La prossima consegna è per un marocchino in viale Jenner. Non risponde al telefono e neanche al citofono. Entro e mi sembra di essere tornato a Old Dheli: è una corte a ringhiera col cortile di cemento scrostato e pieno di crepe, i sacchi della spazzatura rovesciati ovunque per terra e decine di piccioni che banchettano. Molte case che danno sul balcone comune hanno una tenda al posto della porta, quattro o cinque inquilini girano per il cortile in ciabatte e calzoncini, uno è in mutande. Amir lo conoscete? È in casa. Uno di loro, con fare scherzoso e sputacchiando saliva, mi chiede se siamo del comune, se ci piace dove vivono… no, non siamo del comune e non ci piace dove vivono. Urla in arabo verso una finestra, un tipo si affaccia e dopo pochi minuti ed ecco Amir. Stesso teatrino,  ci ringrazia, lo guardo mentre torna su a passi stanchi, trascinando il suo corpo grasso sulle infradito e penso che lui sta notte dormirà in un posto dove io non avrei voluto passare neanche i cinque minuti che ho passato. E anche domani e dopodomani e chissà per quanto.

Carlo, un uomo sulla cinquantina, ormai quasi del tutto pelato, qualche capello bianco che spunta rado dalla testa, i denti gialli e storti. Vive in uno dei tanti palazzoni giganti di periferia in Bicocca. Quando arriviamo scendiamo e scambiamo sempre due chiacchiere con lui, e lui dopo neanche trenta secondi di solito non resiste e scoppia a piangere. Cerchiamo di dire quello che possiamo, ben poco, per consolarlo, mentre parla dei figli, degli assistenti sociali che gli impediscono di vederli, della solitudine che lo distrugge, del fatto che non si può vivere così, che non è vita quella. Cosa deve dire, uno?  Penso che è vero, che Carlo ha perfettamente ragione, che non si può vivere così, che quella non è vita. E mentre cerco di tirarlo un po’ su, di dire due frasi gentili e incoraggianti, penso che la verità è solo che quell’uomo è condannato per sempre a quella vita. Antonio è molto bravo a parlare con lui, e io lo lascio fare. La tentazione è quella di dargli il numero mio, di dirgli di passare dal magazzino ogni tanto a bersi un caffé di venire a darci una mano. Ma capisco subito che sarebbe impossibile da gestire, e gli psicologi ci hanno esplicitamente suggerito di non farlo mai, o il rischio è di creare situazioni incontrollabili e a conti fatti controproducenti.
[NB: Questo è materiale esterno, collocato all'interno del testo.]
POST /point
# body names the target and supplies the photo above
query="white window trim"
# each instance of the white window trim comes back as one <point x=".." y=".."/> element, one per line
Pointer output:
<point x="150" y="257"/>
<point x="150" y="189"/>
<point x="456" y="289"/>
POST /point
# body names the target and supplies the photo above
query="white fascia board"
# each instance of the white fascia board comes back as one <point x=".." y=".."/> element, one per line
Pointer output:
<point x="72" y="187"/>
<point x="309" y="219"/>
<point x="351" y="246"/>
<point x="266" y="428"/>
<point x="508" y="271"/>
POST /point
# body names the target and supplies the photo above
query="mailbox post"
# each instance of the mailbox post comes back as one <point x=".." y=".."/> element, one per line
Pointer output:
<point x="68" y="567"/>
Quindi lo si saluta senza lasciargli nessun contatto, lui si infila con le buste nel labirinto di cortili, porticati, grotte e insenature del blocco di giganteschi parallelepipedi e noi ripartiamo, ripercorriamo viale Jenner e Maciachini e via Pellegrino Rossi e lascio Antonio e arrivo a casa che sono le otto.

E ho un esame per l’abilitazione all’insegnamento fra quattro giorni, devo dire ad Ale che domani e dopo non ci sarò.